The Intel Skylake Mobile and Desktop Launch, with Architecture Analysis

Name: The Intel Skylake Mobile and Desktop Launch, with Architecture Analysis
Item: The Intel Skylake Mobile and Desktop Launch, with Architecture Analysis
Author: Dr. Ian Cutress

by Ian Cutress on September 1, 2015 11:05 PM EST

Posted in
CPUs
Intel
Core M
Skylake
eDRAM

173 Comments | Add A Comment

173 Comments

If you read our review of the Skylake-K processors, you will note that in terms of clock-for-clock performance, Skylake was not as big of a jump as people were perhaps expecting, affording an average of 5.7% over Haswell and 2.7% over Broadwell. For an architecture change, users (us included) have come to expect a 5-10% generation on generation increase at the same frequency. So by getting these results, we started to point some fingers and questions at Intel regarding the architecture due to the fact that in a change from previous launches this information was to be provided post-launch. That time was IDF, and while Intel did get somewhat technical, there are still some questions hanging in the air. In the meantime, this is what we learned. For this page, we’re focusing purely on performance, with power considerations a few pages further on.

Do More On The Fly

There are many different metrics and underlying on-paper ways to increase performance. Being able to process commands and data in fewer cycles, or by handling/processing more data at once, are two very important ones. Intel tries to tackle both within the out-of-order architecture.

Instruction level parallelism is one of the holy grails in processor design – if you are able to separate a set of code into X instructions and process all X at once (due to a lack of dependencies), then the problem is cracked. The downside is that a lot of code and as a result, a lot of instructions, rely on other instructions and data. The best bit about an out-of-order architecture is that when many different branches of code and instructions are in flight at once, they can be grouped up in the scheduler and a level of instruction parallelism can be achieved.

So first up is the OoO window, increasing 16.7% over Haswell. This allows the micro-ops (Intel’s version of deconstructing the instructions) to fill the queue and be arranged such that more parallelism can take place. This also takes advantage of in-flight loads and stores such that data can be available by the time the micro-op gets to the front of that queue. The idea is that heavy workloads that are interchangeable but require data access stalls can take advantage and hide the latency associated with those stalls, as well as allowing certain operations to be fused in order to reduce the workload.

With the micro-ops, Intel has upgraded the front end of the IA core to allow a dispatch of six micro-ops at once, up from four on Haswell. This allows the queue to be quicker, but also the dispatch of micro-ops from the queue to the execution units has increased to six also. Note that the execution units are limited by the number of INT/FP/Load/Store available, so it is the job of the queue to reorder the micro-ops to take advantage of this, as well as manage the memory accesses.

The front-end (uOp allocation and up) is designed to take advantage of better branch prediction and faster prefetch, as well as the increased in-flight buffers as mentioned above.

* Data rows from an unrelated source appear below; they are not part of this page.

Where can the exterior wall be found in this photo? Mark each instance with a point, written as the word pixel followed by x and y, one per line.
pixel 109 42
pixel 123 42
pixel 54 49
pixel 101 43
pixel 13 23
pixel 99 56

Branch prediction is also another element to increasing processor performance here – in some circumstances the CPU will speculate as to the instruction required and then dump the result it doesn’t need. Too much speculation wastes power, but not enough will result in increased processing time and latency. So the branch predictor acts as a secret sauce for a lot of core design, but we are told that Skylake improves this.

On the front end, there are some small adjustments in the execution units with regards latency – the divider is improved, which is normally a difficult set of commands to optimize and calculated via an improved radix. Typically when writing scientific calculation code for example, it is often suggested to minimize divisions where possible. On the other side of the coin, the FMUL (floating point multiply) has increased in latency over Broadwell, and returned to the same as Haswell. We are told that this is due to design decisions that allows for better performance when it comes to creating enterprise silicon, which is an interesting explanation in itself. The execution units also have a greater degree of granularity in their power modes, allowing those not active to save power.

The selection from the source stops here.